Une étude publié hier dans la revue américaine Neurology et portant sur 411 patients français suivis durant plusieurs années souligne que certains traitements contre la maladie de Parkinson sont susceptible de troubles secondaires très handicapants pour la vie des patients. Ces symptômes sont l’apparition d’une impulsivité qui déclenche troubles alimentaires, hyperactivité sexuelle, envies d’achats ou dépendance aux jeux. L’AFP rappelle que la maladie de Parkinson touche une dizaine de millions de personnes dans le monde, principalement âgées et se manifeste par des symptômes moteurs (tremblement, lenteur et raideur) dus à une perte des neurones secrétant la dopamine.

AFP, 20/06

Le Conseil d’Etat doit publier ce jeudi une proposition permettant aux médecins, infirmiers, dentistes, kinésithérapeutes ou encore sages-femmes de faire de la publicité.
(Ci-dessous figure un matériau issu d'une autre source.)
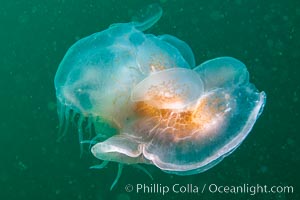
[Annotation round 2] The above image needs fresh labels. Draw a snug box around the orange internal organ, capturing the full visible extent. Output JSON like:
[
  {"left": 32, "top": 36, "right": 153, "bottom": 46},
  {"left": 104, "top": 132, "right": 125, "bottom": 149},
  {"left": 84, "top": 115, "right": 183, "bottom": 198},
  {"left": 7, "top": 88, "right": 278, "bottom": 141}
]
[{"left": 135, "top": 92, "right": 228, "bottom": 138}]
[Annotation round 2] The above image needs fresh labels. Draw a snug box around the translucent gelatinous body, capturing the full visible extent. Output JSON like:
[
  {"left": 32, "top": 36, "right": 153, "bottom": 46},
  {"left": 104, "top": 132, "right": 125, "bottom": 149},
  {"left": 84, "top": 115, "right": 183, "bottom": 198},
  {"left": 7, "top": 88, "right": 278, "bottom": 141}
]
[{"left": 55, "top": 3, "right": 266, "bottom": 184}]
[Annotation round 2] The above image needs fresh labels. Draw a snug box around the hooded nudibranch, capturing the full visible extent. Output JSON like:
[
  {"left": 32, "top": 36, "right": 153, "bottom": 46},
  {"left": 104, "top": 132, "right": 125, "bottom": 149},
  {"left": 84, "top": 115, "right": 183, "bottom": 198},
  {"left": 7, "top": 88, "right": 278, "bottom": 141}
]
[{"left": 55, "top": 4, "right": 266, "bottom": 190}]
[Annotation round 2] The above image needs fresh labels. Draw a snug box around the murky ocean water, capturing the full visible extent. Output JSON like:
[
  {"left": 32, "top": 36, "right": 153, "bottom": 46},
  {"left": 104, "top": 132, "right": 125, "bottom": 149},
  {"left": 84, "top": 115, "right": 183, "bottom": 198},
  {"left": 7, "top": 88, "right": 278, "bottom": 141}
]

L’objectif de cette mesure est de lutter contre la concurrence déloyale, notamment d’autres professions comme les ostéopathes, et du tourisme sanitaire qui se développe en Europe de l’Est. Cette publicité sera encadrée par l’obligation de communiquer les tarifs, l’interdiction de pratiquer la publicité comparative ou encore via son mode de diffusion restreint (pas de spot TV ni d’affiches grand format).

Les Echos, 21/06

La start-up Wandercraft a mis au point un robot bionique révolutionnaire permettant à des paraplégiques de marcher sans l’aide de béquilles, aux premiers retours très prometteurs selon Paris Match. Il sera d’abord utilisé lors des processus de rééducation, mais, à terme, il pourrait le fauteuil roulant.

Paris-Match, 21/06

Une équipe de chercheurs à découvert un nouveau mécanisme cérébral de régulation de la faim, permettant de comprendre les mécanismes à l’origine de la sensation de faim est un défi important pour les nutritionnistes. Deux hormones, la leptine et la ghréline, semblent être les pièces principales de ce « puzzle complexe ». Certains troubles alimentaires pourraient ainsi être mieux cernés.